Dan Bergstrom, Analyst
Yes, that’s great, Duston. And then could you drill down into a little bit what you saw from the federal vertical in the quarter with fiscal year-end? It sounded positive from the prepared remarks. It’s been mentioned a few times, but just more details there would be helpful.
Duston Williams, CFO
Yes. Again, federal always comes in strong. We saw nice new customer wins, a lot of upsell business there also. Again, pretty much as we expected, brought terms down. Federal usually has shorter terms that played out basically exactly as we had expected there. But overall, a good federal performance. And I should also mention in the quarter that EMEA, although typically not Q1 always, but EMEA showed really well in the quarter. So really our top-performing region in the quarter. So that was nice to see, especially I don’t know if you’d add anything, Rajiv, about the federal business or not.
Rajiv Ramaswami, President and CEO
Yes. Yes. I mean, Q1 is always a strong quarter for federal. Now one thing I would say is we are seeing the federal business also starting to use our cloud offerings. So one of the largest deals this quarter was with that federal agency that we talked about on the call earlier. And again, they are using clusters on AWS for temporary capacity expansions, right, when they need it. So we’re starting to see the multi-cloud adoption of our hybrid multi-cloud platform being adopted in federal agencies as well.
Operator, Operator
Your next question is from the line of Aaron Rakers with Wells Fargo.
Unidentified Analyst, Analyst
This is Michael on behalf of Aaron.

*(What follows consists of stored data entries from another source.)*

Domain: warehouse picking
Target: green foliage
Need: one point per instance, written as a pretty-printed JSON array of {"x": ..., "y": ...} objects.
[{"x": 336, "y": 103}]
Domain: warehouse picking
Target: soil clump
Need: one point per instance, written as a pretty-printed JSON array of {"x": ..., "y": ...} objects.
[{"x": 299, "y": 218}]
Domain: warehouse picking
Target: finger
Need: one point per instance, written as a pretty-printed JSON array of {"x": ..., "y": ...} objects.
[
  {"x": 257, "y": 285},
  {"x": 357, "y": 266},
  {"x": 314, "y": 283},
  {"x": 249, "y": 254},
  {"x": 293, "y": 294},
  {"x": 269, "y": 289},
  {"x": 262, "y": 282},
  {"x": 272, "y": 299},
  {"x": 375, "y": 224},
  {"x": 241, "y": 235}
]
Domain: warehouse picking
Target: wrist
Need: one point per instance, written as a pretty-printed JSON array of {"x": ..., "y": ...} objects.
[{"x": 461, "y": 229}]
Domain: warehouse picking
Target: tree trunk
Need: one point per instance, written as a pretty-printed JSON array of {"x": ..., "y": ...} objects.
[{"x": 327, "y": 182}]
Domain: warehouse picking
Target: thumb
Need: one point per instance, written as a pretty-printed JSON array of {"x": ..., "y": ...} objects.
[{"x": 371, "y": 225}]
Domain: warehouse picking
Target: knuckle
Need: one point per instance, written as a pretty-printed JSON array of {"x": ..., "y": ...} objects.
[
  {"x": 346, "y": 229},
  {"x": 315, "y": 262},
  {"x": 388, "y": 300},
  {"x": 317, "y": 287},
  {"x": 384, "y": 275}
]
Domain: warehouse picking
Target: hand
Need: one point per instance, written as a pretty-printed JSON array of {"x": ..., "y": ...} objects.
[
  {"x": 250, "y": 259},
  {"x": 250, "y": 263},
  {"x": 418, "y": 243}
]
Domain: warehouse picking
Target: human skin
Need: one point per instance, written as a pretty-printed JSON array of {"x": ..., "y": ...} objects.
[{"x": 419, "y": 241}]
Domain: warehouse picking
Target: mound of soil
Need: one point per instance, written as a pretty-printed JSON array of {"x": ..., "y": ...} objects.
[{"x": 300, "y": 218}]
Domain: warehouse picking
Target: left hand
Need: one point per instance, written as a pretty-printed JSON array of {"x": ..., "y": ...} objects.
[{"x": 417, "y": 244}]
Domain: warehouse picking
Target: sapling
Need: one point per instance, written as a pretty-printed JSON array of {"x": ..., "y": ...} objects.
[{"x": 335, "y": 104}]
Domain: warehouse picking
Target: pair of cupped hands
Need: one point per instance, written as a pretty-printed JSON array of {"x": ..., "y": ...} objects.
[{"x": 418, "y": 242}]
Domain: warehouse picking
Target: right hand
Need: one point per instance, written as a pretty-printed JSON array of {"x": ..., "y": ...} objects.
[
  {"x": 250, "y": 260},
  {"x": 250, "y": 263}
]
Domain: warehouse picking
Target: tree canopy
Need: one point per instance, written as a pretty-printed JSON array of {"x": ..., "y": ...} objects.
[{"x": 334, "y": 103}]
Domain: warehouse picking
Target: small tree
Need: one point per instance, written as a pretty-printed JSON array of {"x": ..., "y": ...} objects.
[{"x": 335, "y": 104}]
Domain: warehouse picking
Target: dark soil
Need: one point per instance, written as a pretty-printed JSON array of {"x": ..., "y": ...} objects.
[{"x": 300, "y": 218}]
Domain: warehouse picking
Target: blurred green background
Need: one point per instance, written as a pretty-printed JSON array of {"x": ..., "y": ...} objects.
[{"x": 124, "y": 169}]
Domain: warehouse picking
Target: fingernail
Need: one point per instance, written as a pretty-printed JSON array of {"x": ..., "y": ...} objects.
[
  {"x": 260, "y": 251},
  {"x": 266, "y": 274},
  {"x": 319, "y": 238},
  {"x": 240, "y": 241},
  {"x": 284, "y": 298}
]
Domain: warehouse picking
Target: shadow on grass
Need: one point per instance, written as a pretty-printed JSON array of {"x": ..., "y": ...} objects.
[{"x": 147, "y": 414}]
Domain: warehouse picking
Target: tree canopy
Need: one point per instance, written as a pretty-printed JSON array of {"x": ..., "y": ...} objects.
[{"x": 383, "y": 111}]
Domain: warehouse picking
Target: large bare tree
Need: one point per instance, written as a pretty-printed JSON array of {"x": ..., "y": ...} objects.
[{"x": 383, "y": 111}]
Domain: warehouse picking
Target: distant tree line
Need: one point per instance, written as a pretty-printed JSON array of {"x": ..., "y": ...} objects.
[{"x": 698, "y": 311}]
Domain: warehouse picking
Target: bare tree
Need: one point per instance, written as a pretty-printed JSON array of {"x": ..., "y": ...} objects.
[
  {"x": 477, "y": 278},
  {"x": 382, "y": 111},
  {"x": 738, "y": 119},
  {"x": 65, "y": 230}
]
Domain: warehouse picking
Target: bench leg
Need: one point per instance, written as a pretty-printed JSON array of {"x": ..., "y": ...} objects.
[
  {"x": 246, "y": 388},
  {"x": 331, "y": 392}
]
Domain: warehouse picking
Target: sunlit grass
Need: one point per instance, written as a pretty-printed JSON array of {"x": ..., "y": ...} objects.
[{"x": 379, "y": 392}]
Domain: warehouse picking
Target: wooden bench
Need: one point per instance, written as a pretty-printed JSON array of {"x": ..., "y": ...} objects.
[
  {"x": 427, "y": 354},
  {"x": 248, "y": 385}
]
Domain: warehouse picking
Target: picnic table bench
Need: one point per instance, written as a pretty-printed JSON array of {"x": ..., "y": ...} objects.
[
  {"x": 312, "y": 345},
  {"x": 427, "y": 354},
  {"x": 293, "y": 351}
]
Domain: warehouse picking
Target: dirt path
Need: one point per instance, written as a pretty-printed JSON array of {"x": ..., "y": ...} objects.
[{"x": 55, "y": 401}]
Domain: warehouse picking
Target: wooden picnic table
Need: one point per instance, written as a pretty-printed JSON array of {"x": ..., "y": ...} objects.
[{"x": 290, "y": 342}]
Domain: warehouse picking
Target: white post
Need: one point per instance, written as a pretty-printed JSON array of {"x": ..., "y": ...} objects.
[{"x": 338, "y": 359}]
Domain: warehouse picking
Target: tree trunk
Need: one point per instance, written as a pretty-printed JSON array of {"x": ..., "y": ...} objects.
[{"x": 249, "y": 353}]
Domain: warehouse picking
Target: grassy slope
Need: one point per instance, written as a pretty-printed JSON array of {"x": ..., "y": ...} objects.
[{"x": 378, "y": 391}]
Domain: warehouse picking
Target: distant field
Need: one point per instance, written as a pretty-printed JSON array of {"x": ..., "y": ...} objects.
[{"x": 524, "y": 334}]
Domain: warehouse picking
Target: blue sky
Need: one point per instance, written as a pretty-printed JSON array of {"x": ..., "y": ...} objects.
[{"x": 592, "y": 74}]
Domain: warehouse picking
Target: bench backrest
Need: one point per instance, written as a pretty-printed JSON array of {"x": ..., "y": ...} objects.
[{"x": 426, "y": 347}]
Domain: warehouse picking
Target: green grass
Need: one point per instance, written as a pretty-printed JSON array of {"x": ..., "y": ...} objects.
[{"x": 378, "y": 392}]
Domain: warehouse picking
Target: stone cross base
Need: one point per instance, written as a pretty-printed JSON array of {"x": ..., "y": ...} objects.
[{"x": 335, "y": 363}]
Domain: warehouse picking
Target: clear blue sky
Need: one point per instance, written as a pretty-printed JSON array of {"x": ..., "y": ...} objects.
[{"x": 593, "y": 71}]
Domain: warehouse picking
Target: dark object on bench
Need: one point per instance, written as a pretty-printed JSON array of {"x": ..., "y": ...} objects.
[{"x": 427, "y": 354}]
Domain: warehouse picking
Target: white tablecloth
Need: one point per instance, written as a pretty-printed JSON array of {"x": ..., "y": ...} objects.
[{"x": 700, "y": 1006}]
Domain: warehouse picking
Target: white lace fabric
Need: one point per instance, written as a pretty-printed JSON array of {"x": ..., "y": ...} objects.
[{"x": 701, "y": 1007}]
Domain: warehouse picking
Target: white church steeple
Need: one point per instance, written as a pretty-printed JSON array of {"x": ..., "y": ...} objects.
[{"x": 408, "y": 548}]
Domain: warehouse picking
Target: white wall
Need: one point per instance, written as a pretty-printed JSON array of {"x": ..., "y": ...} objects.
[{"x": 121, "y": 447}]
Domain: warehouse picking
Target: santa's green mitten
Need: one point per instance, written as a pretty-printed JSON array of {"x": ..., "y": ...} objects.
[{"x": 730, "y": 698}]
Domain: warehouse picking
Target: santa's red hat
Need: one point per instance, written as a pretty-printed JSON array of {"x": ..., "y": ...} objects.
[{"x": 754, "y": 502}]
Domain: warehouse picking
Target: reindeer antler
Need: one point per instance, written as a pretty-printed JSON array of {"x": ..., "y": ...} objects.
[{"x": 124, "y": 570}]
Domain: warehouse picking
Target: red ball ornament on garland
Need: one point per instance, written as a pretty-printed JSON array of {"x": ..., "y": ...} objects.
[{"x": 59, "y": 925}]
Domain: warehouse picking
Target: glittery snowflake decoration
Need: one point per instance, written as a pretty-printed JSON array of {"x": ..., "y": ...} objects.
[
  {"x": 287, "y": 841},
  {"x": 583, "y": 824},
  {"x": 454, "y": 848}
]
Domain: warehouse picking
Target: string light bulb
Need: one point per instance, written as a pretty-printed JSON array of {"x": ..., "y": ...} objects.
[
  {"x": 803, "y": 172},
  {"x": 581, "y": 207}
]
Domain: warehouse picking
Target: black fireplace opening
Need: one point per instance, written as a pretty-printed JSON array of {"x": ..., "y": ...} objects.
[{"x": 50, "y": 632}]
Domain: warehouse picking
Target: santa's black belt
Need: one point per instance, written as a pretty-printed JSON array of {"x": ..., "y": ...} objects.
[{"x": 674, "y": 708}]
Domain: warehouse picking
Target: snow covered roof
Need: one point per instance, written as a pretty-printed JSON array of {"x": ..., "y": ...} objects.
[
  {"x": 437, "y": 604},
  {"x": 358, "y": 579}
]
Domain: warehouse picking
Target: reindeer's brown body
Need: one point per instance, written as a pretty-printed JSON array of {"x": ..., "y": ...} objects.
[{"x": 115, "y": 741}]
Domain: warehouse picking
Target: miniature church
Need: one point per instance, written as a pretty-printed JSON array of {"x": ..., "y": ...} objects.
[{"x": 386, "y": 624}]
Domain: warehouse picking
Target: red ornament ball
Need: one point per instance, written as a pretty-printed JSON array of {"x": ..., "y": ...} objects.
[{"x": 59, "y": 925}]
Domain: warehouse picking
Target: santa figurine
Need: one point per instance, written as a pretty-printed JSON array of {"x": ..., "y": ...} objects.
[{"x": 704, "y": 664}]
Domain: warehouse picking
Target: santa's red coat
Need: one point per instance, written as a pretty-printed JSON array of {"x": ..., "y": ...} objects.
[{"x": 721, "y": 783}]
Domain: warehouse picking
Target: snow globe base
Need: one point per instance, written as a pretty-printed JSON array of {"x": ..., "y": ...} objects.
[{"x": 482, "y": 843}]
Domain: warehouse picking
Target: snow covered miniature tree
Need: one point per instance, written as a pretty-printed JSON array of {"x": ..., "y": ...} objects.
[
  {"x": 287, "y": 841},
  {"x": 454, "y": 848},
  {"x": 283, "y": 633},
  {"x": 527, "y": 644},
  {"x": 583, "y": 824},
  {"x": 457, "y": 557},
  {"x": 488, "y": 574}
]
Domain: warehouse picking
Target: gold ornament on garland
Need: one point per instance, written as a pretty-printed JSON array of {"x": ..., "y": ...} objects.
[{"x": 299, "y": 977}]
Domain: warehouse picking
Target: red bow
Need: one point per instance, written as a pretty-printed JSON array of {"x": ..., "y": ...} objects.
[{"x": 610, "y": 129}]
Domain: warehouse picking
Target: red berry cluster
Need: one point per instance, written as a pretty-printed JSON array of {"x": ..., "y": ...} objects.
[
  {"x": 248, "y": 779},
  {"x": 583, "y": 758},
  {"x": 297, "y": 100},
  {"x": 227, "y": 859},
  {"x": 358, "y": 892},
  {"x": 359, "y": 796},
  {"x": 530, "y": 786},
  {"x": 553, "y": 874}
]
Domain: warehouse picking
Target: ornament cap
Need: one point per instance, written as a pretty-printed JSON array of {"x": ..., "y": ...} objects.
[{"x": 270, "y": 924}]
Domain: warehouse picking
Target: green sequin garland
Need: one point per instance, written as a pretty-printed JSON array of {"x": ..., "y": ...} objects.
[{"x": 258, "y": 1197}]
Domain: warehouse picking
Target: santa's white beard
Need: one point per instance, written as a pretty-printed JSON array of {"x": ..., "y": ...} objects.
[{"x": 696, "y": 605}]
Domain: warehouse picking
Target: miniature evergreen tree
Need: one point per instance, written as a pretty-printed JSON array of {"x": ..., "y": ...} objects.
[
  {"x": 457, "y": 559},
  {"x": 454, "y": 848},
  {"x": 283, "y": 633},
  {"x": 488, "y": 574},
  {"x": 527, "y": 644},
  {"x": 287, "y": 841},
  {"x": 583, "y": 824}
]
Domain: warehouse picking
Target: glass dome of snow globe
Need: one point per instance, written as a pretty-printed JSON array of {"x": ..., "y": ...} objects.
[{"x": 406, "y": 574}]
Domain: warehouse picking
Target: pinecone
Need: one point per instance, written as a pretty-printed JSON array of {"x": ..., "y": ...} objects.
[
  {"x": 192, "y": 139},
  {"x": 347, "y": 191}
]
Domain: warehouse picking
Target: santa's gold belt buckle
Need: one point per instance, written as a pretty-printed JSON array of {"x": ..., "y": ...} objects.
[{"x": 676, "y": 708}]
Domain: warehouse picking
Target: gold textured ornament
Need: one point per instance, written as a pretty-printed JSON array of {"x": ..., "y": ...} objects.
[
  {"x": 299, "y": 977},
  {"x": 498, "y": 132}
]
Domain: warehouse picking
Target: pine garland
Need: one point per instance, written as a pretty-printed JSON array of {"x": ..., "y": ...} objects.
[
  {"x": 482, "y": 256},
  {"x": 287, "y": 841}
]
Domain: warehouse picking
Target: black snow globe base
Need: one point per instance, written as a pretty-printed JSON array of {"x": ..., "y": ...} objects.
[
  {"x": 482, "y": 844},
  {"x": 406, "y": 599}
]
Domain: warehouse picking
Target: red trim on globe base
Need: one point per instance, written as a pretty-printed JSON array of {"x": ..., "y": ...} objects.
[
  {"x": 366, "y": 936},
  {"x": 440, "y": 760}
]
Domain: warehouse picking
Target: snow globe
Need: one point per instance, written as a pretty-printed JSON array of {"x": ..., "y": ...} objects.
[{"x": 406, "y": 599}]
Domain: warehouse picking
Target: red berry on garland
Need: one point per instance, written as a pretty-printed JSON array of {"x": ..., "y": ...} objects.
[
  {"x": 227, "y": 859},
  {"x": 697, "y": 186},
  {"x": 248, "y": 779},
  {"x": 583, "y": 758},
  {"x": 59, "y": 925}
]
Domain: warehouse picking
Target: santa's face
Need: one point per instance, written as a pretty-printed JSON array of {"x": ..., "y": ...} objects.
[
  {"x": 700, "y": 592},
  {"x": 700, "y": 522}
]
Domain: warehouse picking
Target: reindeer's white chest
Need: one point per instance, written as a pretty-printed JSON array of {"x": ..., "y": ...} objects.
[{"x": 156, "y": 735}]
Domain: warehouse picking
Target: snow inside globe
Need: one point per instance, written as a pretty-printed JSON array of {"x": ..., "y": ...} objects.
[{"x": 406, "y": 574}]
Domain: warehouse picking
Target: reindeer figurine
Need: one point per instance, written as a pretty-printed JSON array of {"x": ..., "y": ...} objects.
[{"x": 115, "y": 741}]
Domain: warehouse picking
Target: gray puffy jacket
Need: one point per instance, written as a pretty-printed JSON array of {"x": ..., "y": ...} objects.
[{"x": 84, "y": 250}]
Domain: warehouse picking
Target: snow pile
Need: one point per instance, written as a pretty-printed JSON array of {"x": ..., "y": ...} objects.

Could you provide any color or maybe quantification of possible and what your backlog currently looks like?
Duston Williams, CFO
We usually don’t do that. We give a qualitative version. Rajiv mentioned that it went up quarter-over-quarter, which we were pleased about in Q1 because that’s not always the case. Q1 is usually a little soft and Q3 is usually a little bit soft from a seasonality perspective. But we were pleased to add some backlog in the quarter, and it’s been several quarters now that we’ve been able to add some backlog. So we’re happy with that.
Unidentified Analyst, Analyst
Okay. And just looking into 2022, I’m curious how you’re thinking about the overall demand backdrop in terms of just enterprise spending environment. There’s ongoing server CPU refresh cycle. I’m just curious if that impacts Nutanix to what degree?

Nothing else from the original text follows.